L’intersyndicale, qui a appelé à la grève pour la deuxième fois cette semaine (fait sans précédent), demande à ce que les licenciements se fassent sur la base de départs volontaires non contraints, et d’autre part, que toutes les entités du groupe soient maintenues.

Au-delà de l’émotion et de la stupéfaction que cette décision sans appel a suscité, les journalistes et les salariés se posent la question de la pérennité des valeurs dont le journal était porteur jusque-là.
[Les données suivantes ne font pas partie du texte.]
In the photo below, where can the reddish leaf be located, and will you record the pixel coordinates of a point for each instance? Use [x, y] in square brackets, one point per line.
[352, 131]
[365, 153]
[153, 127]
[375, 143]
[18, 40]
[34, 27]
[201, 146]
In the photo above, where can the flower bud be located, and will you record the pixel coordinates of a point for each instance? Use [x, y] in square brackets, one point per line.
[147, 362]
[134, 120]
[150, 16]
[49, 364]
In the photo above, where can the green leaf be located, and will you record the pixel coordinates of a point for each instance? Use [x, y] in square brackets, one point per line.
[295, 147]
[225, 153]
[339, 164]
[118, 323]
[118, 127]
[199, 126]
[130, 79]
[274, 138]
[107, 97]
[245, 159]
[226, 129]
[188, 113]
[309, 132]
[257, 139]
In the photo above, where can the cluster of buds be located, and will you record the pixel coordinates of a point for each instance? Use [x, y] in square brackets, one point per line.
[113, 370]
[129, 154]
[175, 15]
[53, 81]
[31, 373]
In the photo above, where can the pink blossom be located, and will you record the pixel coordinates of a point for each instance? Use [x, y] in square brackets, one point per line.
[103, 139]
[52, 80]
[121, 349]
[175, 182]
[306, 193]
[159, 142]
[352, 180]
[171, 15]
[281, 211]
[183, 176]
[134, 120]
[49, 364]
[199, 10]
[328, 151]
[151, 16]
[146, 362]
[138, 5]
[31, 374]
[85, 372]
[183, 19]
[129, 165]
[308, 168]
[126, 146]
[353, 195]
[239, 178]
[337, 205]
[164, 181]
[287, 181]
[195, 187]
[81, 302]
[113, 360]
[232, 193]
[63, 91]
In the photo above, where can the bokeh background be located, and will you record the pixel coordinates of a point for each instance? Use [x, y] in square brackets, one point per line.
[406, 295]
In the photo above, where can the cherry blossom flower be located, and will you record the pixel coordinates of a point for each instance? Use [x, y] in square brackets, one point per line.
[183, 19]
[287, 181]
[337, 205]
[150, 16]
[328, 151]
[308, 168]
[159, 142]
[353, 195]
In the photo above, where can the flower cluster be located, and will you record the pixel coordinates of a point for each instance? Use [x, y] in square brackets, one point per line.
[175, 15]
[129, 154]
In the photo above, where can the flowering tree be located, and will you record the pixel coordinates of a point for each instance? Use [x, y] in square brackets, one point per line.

Comment continuer à travailler dans les mêmes conditions avec 130 personnes de moins ? Un problème qui ne concerne pas les dirigeants et c’est bien là le cœur du problème. La Société des rédacteurs du Monde (SRM) s’inquiète du contenu du journal qui sera publié aux lendemains du plan de restructuration.

« Amputé de plusieurs dizaines de journalistes, il sera nécessairement différent. Quelles transformations seront induites sur le plan éditorial ? Quels changements en matière d’organisation du travail découleront de la réduction de l’équipe rédactionnelle ? » Le conseil de gérance de la SRM pose la question et souhaite obtenir des éclaircissements sur la stratégie mise en œuvre par le directoire.
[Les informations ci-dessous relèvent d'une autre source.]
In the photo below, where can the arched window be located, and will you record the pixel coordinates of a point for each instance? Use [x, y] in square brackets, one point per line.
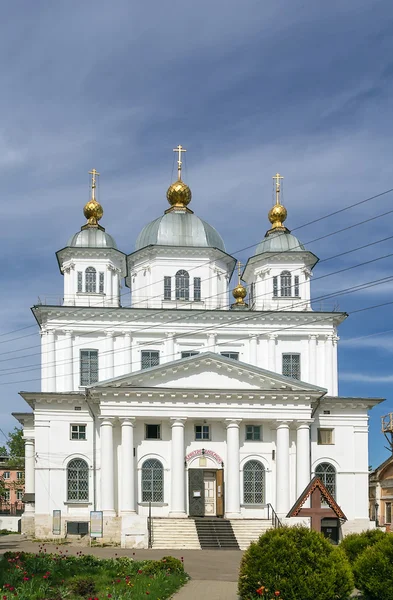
[78, 480]
[253, 482]
[285, 281]
[327, 474]
[90, 280]
[182, 285]
[152, 481]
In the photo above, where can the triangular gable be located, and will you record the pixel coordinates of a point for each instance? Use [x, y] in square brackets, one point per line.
[315, 484]
[209, 370]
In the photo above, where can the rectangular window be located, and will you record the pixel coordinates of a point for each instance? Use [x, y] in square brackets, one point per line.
[291, 365]
[296, 290]
[232, 355]
[275, 287]
[167, 288]
[101, 283]
[188, 353]
[88, 367]
[325, 437]
[197, 289]
[152, 432]
[78, 432]
[202, 432]
[253, 432]
[149, 358]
le destin d’un groupe de renom en question

Le siège du journal, au 80 du boulevard Auguste Blanqui, en dit long sur les espoirs de grandeur d’une autre époque, lorsque Le Monde avait décidé de devenir un grand groupe. Le bâtiment, vestige des années 70, a été entièrement réhabilité par l’architecte Christian de Portzamparc en 2005. Grandioses, luxueux, élégants, le hall d’entrée et la façade de verre en imposent.

Mais dedans, c’est une autre histoire. Le groupe, que Jean-Marie Colombani avait souhaité grand, ne cesse de s’étioler. Après la cession en 2007 du pôle presse quotidienne régionale, le plan du 4 avril propose la cession « des entités déficitaires ou non stratégiques » du groupe : Fleurus Presse (groupe d’édition jeunesse), les Editions de l’Etoile (société éditrice des Cahiers du cinéma), le mensuel Danser et le réseau de librairies spécialisées en littérature religieuse La Procure.
Est-ce qu’au sortir du bras de fer que sont en train de se livrer les deux parties sur l’art et la manière, Le Monde réussira à être sauvé ? Eric Fottorino, quand a lui, assure comprendre « l’émotion des salariés ». C’est déjà ça.

Isabelle Desmond

Rappel des faits depuis le 4 avril 2008

17 avril : Un mouvement de grève, à l’appel des syndicats de personnels, entraîne la non-parution du Monde en kiosque. 129 salariés – représentant symboliquement les 129 suppressions d’emploi prévues dans le cadre du plan de redressement du quotidien – organisent un sit-in devant les locaux du journal boulevard Blanqui. Les salariés de tout le pôle magazines débraient dans l’après-midi.
16 avril : Les salariés du Monde, votent un nouveau mot d’ordre de grève pour la journée du 17 avril pour protester contre le plan de redressement de la direction. Sur 425 votants, il y a eu 69 votes contre (16,23%), 346 pour (81,41 %) et 10 blancs ou nuls (2,35%). Les personnels du Monde Interactif sont solidaires.
15 avril : Un comité d’entreprise extraordinaire se tient au quotidien pour commencer l’examen du plan de redressement annoncé le 4 avril. Le président du directoire du Monde, Eric Fottorino, présente aux salariés son projet de réorganisation, qui s’accompagne de 129 suppressions d’emplois. Les salariés de Fleurus Presse, réunis en assemblée générale, votent une grève pour le jeudi 17 avril 2008.
14 avril : Un mouvement de grève, à l’appel des syndicats de personnels, entraîne la non parution du Monde en kiosque. L’intersyndicale veut s’opposer à l’application du plan de redressement économique présenté par la direction, qui prévoit, notamment, le départ de 130 salariés.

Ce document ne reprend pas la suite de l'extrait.